Anyone have anything to say about Pure?
http://code.google.com/p/pure-lang/
The use of term rewriting as an essential part of a programming
language seems like a pretty interesting idea, and one that
I don't think I've encountered anywhere else. (Although the
site credits Michael O'Donnel as a pioneer, and mentions
OBJ and OPAL.)
Any views, pro or anti?
Marshall
Term rewriting underpins the Mathematica language and Wolfram Research push
it as one of their fundamental advantages over alternatives
(aka "everything is an expression"). Works well in Mathematica in terms of
generality but the performance is unbelievably bad: typically 1,000x slower
than C and much slower than interpreted languages like Python or OCaml
bytecode.
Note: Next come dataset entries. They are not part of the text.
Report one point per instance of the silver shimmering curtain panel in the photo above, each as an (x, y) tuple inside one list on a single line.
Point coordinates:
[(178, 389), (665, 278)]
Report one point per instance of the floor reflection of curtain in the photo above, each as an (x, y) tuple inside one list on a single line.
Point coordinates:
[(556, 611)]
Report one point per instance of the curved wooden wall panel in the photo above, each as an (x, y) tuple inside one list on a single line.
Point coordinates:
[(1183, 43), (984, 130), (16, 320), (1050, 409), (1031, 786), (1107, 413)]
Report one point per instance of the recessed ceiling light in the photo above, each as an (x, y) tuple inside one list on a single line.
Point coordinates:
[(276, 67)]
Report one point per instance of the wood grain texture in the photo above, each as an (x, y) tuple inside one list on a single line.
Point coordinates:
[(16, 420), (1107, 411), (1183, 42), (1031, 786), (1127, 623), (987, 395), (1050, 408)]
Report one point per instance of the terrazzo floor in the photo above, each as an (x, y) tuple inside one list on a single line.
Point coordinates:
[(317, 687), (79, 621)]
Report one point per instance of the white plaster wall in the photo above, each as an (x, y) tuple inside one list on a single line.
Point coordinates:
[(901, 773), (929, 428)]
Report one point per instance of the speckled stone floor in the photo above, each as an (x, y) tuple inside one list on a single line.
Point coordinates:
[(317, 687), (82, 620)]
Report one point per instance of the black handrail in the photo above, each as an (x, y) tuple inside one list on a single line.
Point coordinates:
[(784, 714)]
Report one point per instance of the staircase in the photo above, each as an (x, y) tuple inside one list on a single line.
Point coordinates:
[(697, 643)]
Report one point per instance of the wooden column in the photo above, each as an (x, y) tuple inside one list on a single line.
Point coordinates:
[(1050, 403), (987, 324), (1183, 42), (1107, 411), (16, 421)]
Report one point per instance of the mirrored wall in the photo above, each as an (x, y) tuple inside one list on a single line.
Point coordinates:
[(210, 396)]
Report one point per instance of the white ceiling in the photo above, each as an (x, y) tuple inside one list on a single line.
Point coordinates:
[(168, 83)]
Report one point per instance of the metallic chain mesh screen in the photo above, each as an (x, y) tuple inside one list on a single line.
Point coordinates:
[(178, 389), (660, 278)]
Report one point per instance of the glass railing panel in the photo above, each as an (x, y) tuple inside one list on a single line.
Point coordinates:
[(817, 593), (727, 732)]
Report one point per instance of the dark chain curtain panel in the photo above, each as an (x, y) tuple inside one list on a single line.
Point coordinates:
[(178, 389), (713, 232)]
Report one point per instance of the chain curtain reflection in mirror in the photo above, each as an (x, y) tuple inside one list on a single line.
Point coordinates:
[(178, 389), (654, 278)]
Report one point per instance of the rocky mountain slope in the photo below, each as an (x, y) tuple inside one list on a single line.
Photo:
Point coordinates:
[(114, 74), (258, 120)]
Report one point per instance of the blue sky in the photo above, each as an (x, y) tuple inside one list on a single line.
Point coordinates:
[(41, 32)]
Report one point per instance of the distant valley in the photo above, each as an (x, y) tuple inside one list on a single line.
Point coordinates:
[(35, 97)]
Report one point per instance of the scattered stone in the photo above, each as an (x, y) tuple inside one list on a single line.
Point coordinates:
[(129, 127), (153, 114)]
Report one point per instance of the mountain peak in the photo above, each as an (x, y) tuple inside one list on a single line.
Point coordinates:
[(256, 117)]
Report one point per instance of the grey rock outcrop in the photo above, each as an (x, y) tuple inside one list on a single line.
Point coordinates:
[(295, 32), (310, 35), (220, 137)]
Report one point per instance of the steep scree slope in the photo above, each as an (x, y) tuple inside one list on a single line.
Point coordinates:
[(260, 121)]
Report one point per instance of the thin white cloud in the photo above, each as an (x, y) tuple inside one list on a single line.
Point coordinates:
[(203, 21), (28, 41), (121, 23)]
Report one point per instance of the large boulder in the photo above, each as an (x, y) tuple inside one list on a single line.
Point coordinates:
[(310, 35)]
Pure is built upon LLVM though, so it may not have such severe
performance problems.
IIRC, many "experts" in academia claimed that term rewriting is totally
unsuitable for programming because it is so easy to get unwanted infinite
loops by failing to consistently reduce expressions when rewriting.
However, Mathematica has long since proven that wrong.
I consider term rewriting to be a step beyond Lisp in terms of generality
and modern implementations with pattern matching are a step beyond Lisp in
terms of expressiveness.
However, I haven't found the time to play with Pure yet.
--
Dr Jon D Harrop, Flying Frog Consultancy Ltd.
http://www.ffconsultancy.com/?u
As I know, now the main beast in this niche is Maude. [shameless plug:
also look on termware for embedding term rewriting into Java
applications] Also most interpreters of lazy functional languages
[clean, haskell] use very similar technique of graph rewriting.
Pure is child of Q, when Q is child in Lisp family. Bring term
rewriting into LISP syntax can be interesting point in evolution of
LISP-based languages; from other point I can't understand why create
new language -- implements term-rewriting interpreter on top of exists
LISP system can be done with a very thin layer.